Le refus d’être examiné ou pris en charge par un professionnel de santé du sexe opposé est une réalité, même si elle demeure relativement peu fréquente au Bénin. Des médecins de différentes spécialités partagent leurs expériences et expliquent comment ils gèrent ces cas délicats.

Motivées par la pudeur, les convictions religieuses, les croyances, les exigences du conjoint ou encore le besoin de préserver son intimité, ces situations placent parfois les soignants face à un dilemme : respecter le choix du patient tout en garantissant la continuité des soins. Pour le Dr Olivier Sambiéni, gynécologue-obstétricien, ce type de situation n’a rien d’exceptionnel.

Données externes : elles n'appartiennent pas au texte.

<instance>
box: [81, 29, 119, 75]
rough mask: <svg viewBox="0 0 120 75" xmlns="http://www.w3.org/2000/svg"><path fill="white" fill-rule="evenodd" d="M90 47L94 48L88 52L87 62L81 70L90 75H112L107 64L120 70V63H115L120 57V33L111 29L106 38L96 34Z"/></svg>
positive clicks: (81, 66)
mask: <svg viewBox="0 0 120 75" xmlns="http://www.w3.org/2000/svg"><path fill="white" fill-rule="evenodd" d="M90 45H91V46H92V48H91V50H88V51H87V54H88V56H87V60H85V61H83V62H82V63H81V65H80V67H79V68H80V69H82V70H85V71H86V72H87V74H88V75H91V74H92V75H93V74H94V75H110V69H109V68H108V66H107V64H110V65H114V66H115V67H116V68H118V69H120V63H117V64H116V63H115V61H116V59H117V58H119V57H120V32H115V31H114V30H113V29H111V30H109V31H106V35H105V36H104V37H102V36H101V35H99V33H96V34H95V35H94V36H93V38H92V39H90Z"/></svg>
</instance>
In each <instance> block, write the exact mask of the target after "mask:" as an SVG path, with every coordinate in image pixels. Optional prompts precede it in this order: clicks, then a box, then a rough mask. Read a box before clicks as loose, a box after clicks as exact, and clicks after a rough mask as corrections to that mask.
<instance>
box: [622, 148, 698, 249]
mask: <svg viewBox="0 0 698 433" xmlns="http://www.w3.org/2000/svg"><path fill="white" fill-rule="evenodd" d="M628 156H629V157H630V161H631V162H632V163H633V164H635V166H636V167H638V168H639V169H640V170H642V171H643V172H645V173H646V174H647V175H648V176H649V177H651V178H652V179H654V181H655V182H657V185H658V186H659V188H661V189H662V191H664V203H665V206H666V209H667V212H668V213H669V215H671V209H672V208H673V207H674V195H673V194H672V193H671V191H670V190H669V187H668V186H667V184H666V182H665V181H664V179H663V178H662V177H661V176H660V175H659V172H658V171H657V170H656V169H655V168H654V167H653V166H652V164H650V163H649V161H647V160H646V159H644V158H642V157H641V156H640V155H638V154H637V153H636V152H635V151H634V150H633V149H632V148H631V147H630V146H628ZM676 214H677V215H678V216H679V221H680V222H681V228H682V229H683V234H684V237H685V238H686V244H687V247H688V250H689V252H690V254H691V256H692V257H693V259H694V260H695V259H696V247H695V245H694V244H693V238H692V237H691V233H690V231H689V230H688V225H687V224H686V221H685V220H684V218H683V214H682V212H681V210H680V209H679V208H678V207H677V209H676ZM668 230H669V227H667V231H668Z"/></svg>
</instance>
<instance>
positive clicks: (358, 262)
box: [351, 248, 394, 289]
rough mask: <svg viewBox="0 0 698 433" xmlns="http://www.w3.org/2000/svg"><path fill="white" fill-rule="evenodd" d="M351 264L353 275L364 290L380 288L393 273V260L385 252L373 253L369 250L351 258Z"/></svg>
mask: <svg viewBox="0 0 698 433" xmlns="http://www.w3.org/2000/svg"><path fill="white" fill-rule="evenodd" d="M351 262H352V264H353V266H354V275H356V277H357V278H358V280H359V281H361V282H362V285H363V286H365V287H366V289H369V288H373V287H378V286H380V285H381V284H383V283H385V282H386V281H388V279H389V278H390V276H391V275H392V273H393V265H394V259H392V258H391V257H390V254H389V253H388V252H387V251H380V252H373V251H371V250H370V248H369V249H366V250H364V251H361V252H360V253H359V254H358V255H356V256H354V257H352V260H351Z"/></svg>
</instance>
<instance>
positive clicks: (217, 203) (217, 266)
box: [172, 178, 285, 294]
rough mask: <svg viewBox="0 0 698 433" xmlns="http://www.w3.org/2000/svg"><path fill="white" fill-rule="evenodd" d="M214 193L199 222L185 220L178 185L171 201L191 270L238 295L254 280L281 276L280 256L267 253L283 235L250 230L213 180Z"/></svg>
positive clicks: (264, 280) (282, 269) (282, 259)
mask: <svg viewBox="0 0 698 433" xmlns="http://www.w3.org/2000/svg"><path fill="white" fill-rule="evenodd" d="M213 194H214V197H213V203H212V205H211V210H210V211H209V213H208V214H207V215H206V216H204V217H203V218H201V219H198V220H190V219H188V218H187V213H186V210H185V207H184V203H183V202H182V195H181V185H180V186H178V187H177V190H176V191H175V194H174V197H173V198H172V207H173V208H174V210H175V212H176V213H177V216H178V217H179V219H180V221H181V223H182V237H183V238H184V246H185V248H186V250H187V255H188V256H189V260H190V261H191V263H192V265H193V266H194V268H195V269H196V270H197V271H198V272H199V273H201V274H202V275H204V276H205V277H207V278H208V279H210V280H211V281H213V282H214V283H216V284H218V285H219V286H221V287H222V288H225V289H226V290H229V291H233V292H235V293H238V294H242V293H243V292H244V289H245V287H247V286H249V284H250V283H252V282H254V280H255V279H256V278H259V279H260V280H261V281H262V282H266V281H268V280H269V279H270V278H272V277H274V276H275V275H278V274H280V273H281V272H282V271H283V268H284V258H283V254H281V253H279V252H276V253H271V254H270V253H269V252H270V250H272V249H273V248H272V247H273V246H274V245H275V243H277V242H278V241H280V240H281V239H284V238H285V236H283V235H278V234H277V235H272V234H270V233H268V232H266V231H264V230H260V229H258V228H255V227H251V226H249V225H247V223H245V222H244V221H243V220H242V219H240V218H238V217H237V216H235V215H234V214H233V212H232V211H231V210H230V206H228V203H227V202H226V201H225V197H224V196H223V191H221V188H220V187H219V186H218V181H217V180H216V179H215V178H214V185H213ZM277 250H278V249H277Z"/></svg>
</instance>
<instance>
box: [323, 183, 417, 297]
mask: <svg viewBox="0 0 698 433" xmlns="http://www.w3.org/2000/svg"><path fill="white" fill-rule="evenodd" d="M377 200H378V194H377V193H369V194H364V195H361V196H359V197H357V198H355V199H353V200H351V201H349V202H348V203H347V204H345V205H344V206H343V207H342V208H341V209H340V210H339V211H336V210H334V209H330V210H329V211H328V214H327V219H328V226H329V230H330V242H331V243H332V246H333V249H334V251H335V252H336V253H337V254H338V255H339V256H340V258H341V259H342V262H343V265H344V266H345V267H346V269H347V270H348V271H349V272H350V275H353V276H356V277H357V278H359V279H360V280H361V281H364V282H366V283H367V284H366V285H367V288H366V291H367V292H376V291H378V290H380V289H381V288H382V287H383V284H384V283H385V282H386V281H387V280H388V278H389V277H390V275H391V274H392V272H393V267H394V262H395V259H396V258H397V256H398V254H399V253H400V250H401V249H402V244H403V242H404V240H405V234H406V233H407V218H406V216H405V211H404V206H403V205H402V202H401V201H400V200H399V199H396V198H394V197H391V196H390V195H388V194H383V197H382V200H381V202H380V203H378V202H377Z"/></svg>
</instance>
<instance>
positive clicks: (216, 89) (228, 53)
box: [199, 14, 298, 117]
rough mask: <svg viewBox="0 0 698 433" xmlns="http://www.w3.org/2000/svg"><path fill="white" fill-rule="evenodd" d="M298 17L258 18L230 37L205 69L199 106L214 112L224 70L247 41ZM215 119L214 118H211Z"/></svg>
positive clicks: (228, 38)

Il affirme y avoir été confronté aussi bien au Bénin qu’en France. Sa ligne de conduite est claire : ne jamais exercer de pression sur une patiente. « Je prends juste acte et je laisse la patiente repartir. Pas de pression pour amener une patiente à changer d’avis. Si, après être repartie, elle change d’avis d’elle-même, je suis toujours prêt à la recevoir». Une approche fondée sur le respect de l’autonomie du patient, sans remettre en cause sa liberté de choix.

Comprendre sans juger

Même constat chez le Dr Fadel Souroukou, gastroentérologue. S’il reconnaît avoir été surpris lors de sa première expérience, son regard a évolué avec le temps. « La première fois, j’ai trouvé ça stupide. Mais par la suite, j’ai compris que chaque patient a ses croyances qu’il faut respecter ». Selon lui, la situation la plus fréquente concerne des hommes qui souhaitent que leur épouse soit suivie par une gynécologue plutôt que par un gynécologue.

Pour le médecin, l’essentiel est d’éviter tout jugement : « Le soignant doit tout faire pour ne pas juger ». Lorsque la situation ne présente pas de caractère urgent, poursuit-il, il transfère simplement le dossier à une collègue. En revanche, il souligne que « dans les situations où il y a urgence vitale, la question du sexe du soignant ne se pose jamais ».

Un phénomène devenu plus rare

Le Dr Elisée Kinkpé, médecin de santé publique spécialisé en promotion de la santé, estime que ce phénomène est aujourd’hui moins courant qu’autrefois. Selon lui, les réticences provenaient surtout, par le passé, de femmes vivant dans des zones reculées qui hésitaient à se faire examiner par des prestataires masculins. Avec l’augmentation du nombre de professionnels de santé des deux sexes, ces situations seraient devenues plus rares.

Il rappelle néanmoins que le droit du patient demeure une priorité. « Si l’effectif le permet, on répond à la requête du patient. Les droits du patient obligent les prestataires à cela ». Toutefois, en cas d’urgence mettant la vie en danger, le devoir de sauver le patient peut conduire le professionnel à intervenir, idéalement avec l’accord d’un proche lorsque cela est possible.

Entre frustration et compréhension

Le Dr Uriel Dassoundo, diabétologue et cancérologue, indique avoir été confronté à plusieurs reprises à ces refus, notamment lors de consultations en Santé sexuelle et reproductive. Certaines femmes préfèrent être suivies par une femme, soit par pudeur, soit à la demande d’un conjoint jaloux, soit pour préserver leur intimité.

Il reconnaît que cette situation peut être difficile à vivre pour certains médecins. « Le médecin peut se dire que c’est un manque de confiance, qu’on le trouve incompétent ou que c’est un manque de respect envers sa personne et son métier. Il peut être frustré, surtout s’il n’a pas une certaine ancienneté dans le domaine ». Avec l’expérience, beaucoup finissent toutefois par accepter ces choix. « Chaque patient a le droit de se faire consulter par qui il veut. »

Le droit du patient, avec des limites

Les témoignages des praticiens convergent vers une même conclusion : lorsqu’aucune urgence ne l’empêche, le professionnel de santé respecte le souhait du patient et, si possible, l’oriente vers un confrère ou une consœur. En revanche, lorsque le pronostic vital est engagé, la priorité reste de sauver la vie. Dans ces circonstances exceptionnelles, le sexe du soignant passe au second plan.

Au-delà des préférences personnelles, ces situations rappellent que la relation de soins repose avant tout sur la confiance, le respect mutuel et le dialogue. Si le patient est libre d’exprimer ses préférences, le soignant, lui, est appelé à les accueillir avec professionnalisme, sans jugement, tout en veillant à ce que ce choix ne compromette jamais la qualité ni la rapidité de la prise en charge.